El derecho a la privacidad
Destacan los esfuerzos de Grupo Imagen a favor de la defensa de los derechos del lectory la audiencia.
Con mi afecto y solidaridad, a Yuriria Sierra
Uno de los grandes logros del pensamiento político liberal, reflejado en las constituciones modernas, fue la protección de la vida privada y la intimidad de las personas. Asociado a la separación entre la Iglesia y el Estado, entre la esfera de la conciencia individual y la esfera de los asuntos públicos, entre el pecado y el delito, el derecho a la privacidad adquirió tal relevancia desde finales del siglo XVIII que todos los ordenamientos constitucionales, liberales y democráticos fueron estableciendo, en forma gradual pero consistente, normas y procesos estrictos para regular, como excepción, la intervención de la autoridad en el domicilio, la correspondencia, las llamadas telefónicas y, en general, en cualquier espacio o medio inherente a la intimidad de las personas. Si el poder público está sujeto a estas restricciones, la pregunta es ¿con qué fundamento y con qué derecho un medio de comunicación se sitúa por encima de estos principios y libertades constitucionales e invade, ofende y lastima la vida privada de las personas?

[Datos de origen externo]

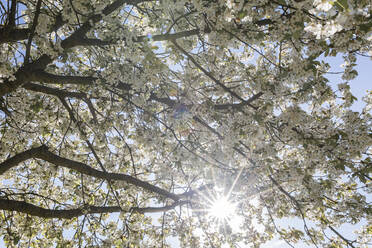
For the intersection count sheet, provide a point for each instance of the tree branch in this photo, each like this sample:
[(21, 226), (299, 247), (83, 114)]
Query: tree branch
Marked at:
[(208, 74), (43, 153), (24, 207), (23, 73), (28, 208), (45, 77), (32, 31)]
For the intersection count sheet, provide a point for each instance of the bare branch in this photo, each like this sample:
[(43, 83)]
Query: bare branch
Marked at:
[(24, 207), (43, 153)]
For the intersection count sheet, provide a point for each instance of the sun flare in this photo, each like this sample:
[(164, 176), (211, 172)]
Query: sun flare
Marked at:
[(222, 208)]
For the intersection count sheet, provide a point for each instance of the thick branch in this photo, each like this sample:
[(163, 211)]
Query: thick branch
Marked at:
[(27, 208), (45, 77), (23, 74), (53, 91), (79, 34), (12, 35), (43, 153), (24, 207)]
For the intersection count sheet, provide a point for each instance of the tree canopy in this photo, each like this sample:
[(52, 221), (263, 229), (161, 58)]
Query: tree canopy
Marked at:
[(124, 122)]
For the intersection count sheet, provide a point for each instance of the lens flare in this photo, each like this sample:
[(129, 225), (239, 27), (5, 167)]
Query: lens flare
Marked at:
[(222, 208)]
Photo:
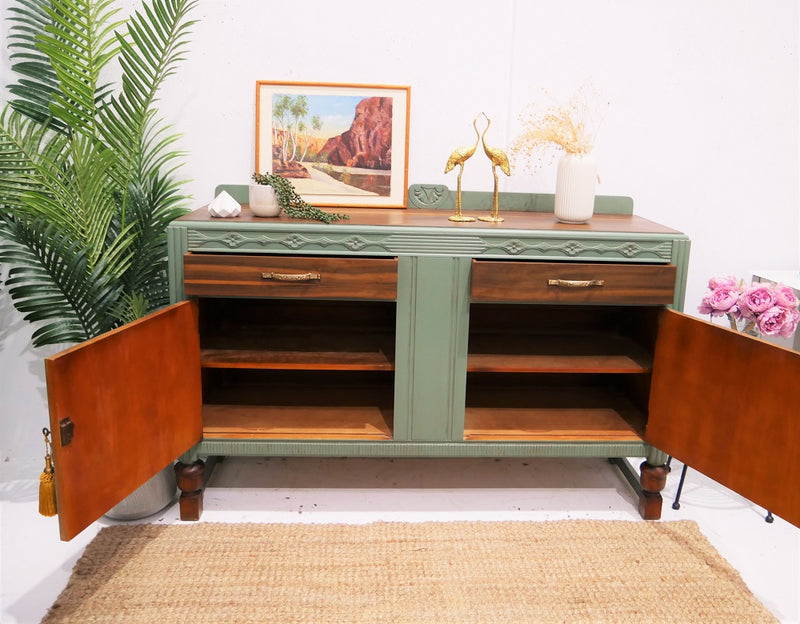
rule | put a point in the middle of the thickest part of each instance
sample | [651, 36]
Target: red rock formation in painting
[368, 142]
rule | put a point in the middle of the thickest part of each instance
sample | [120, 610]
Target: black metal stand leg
[677, 502]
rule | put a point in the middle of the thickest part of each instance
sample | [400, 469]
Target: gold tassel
[47, 481]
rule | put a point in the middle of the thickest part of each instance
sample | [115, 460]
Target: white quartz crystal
[224, 206]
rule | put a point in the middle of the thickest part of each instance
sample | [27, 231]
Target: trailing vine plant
[291, 203]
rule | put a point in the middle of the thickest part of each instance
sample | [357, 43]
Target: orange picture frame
[339, 144]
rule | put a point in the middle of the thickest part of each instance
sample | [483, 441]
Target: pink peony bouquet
[760, 308]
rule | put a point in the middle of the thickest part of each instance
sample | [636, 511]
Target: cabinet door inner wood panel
[725, 404]
[316, 277]
[567, 282]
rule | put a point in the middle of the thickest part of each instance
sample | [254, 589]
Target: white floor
[36, 565]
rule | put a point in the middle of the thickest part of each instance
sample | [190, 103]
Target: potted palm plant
[87, 182]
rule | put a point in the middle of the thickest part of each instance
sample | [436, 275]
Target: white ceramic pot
[576, 181]
[263, 201]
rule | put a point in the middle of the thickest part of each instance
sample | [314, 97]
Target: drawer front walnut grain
[565, 282]
[313, 277]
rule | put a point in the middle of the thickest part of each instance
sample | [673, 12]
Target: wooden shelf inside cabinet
[320, 350]
[556, 352]
[564, 414]
[297, 422]
[298, 405]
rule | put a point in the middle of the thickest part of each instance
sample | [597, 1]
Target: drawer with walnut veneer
[316, 277]
[572, 282]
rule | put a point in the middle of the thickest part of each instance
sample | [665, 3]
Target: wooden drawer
[566, 282]
[315, 277]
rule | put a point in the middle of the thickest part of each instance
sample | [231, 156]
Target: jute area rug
[460, 573]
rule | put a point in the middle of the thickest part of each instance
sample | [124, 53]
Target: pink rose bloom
[755, 299]
[790, 326]
[719, 301]
[771, 321]
[721, 282]
[784, 296]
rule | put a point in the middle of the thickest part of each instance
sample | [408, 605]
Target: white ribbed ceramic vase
[576, 181]
[151, 497]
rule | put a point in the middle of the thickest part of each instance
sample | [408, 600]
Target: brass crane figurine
[499, 159]
[459, 156]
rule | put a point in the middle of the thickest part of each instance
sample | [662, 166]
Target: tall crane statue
[459, 156]
[499, 159]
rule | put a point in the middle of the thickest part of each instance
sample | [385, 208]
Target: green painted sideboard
[398, 333]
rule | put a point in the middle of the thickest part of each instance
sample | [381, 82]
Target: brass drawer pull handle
[575, 283]
[291, 277]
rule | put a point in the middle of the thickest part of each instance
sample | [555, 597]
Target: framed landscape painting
[339, 144]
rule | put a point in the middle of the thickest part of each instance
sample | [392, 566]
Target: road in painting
[333, 144]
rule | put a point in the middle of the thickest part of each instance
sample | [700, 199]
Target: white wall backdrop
[701, 129]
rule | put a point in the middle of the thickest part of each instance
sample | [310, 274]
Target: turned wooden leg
[190, 482]
[653, 480]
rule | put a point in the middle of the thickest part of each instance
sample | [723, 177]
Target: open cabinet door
[728, 404]
[122, 407]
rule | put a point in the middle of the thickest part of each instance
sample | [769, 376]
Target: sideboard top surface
[427, 218]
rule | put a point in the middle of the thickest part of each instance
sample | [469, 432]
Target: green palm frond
[86, 169]
[38, 82]
[51, 283]
[154, 45]
[79, 42]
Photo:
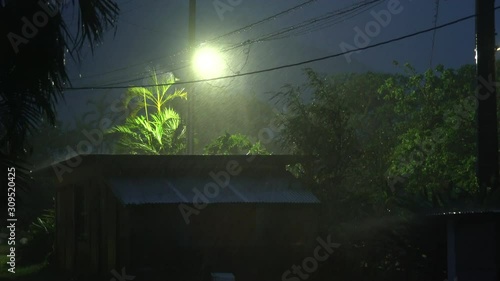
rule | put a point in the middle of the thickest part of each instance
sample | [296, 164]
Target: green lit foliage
[434, 157]
[234, 144]
[337, 127]
[152, 127]
[160, 134]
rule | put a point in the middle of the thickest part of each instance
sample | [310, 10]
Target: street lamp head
[208, 62]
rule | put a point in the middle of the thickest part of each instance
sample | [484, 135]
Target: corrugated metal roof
[139, 191]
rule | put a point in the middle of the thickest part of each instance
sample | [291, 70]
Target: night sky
[155, 33]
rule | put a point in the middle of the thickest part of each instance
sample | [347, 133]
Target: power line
[185, 50]
[436, 14]
[340, 15]
[292, 64]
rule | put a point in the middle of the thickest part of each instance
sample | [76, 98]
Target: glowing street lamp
[208, 62]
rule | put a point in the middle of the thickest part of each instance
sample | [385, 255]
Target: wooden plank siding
[94, 226]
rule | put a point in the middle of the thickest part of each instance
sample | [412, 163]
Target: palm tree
[152, 127]
[34, 41]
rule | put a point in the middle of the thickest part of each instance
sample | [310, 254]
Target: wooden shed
[181, 215]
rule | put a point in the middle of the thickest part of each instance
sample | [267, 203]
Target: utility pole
[190, 100]
[487, 127]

Que los pasquines vulgares y estridentes dedicados a lucrar con la vida privada de los famosos lo hagan, me parece deleznable, y no me explico por qué son tolerados esos medios que, con total impunidad, navegan sobre los linderos de la ilegalidad, aunque lo cierto es que muchas veces son los propios personajes de la farándula quienes exponen su vida privada al escrutinio morboso de sus numerosos lectores. Pero lo que resulta inaudito es que un diario supuestamente serio como Reforma invada la esfera privada de un periodista serio como Carlos Loret de Mola, sumándose con ello a la escoria del amarillismo y la vulneración de la intimidad. ¿Dónde están los códigos de ética periodística que dicen observar? ¿Con qué derecho se agravia a una persona cuya vida privada sólo a ella atañe? ¿Así entienden la libertad de expresión?
Hace unos años, en un foro sobre estos asuntos celebrado en la Facultad de Derecho de la UNAM, entre cuyos convocantes figuraba Reforma, advertí que si bien era necesario, para evitar abusos y restricciones a la libertad de expresión, sacar la calumnia y la difamación de los códigos penales, también resultaba imprescindible un mecanismo de autorregulación que, con entera claridad y eficacia, previera y sancionara esas prácticas. Poco se ha hecho al respecto. Destacan los esfuerzos de Grupo Imagen Multimedia a favor de la defensa de los derechos del lector y la audiencia, así como su apego a los principios que deben regir un periodismo basado en el rigor informativo y el respeto a la dignidad, la intimidad y la diversidad de las personas. No hacerlo alimenta la ola de impunidad que, todos los días, erosiona la de por sí frágil legalidad en nuestro país.